Осторожно взяли дверь и отнесли внутрь строения, где пахло давнишней кухонной стряпней — кисло и прогоркло, но Николай даже в этих неаппетитных запахах различил те, что сопровождали его трапезы на протяжении многих лет.
— Может быть, зажечь фонарь?
— Думаю, не стоит торопиться, Николай Александрович, — поостерегся Томашевский. — Из окон дворца может быть виден свет, и нас с вами здесь накроют, как мышей в мышеловке. Вам не удастся разыскать дверь, ведущую в тоннель, без света?
— Я попытаюсь, но не уверен, что не ошибусь. Я ведь, сами понимаете, на кухне-то был нечасто.
И все-таки он стал ходить по просторному помещению, где стояли большие плиты, шкафы с котлами, мисками, кастрюлями, и матовый блик лунного света гулял по этим предметам, как бы сопровождая Николая, покуда он почти на ощупь искал нужную дверь.
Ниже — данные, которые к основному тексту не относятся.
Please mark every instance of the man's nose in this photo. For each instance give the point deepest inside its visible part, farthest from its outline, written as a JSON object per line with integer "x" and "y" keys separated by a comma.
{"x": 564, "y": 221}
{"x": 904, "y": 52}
— Мне кажется, что именно эта дверь ведет в подземный ход, — наконец негромко произнес он. — Она как раз напротив дворца, к тому же в этом месте постройка уже не имеет продолжения, а обрывается. Значит, только отсюда может начинаться вход в тоннель. Попробуем открыть?
— Отчего бы не попробовать… — Томашевский подошел к дверям, нагнулся, поскрябал ломиком, находя зазор между полом и дверью, покрякал, и скоро заскрипели петли и дверь упала прямо на руки поручика, успевшего, отбросив ломик, поднять их вверх. — Вот и все, — сказал он, прислонив ломик к стене. — Теперь, наверное, мне ничто уже не помешает зажечь фонарь. — И через три минуты масляный фонарь метал красные, неровные отблески, высвечивая бугры стен, уходящих куда-то вниз.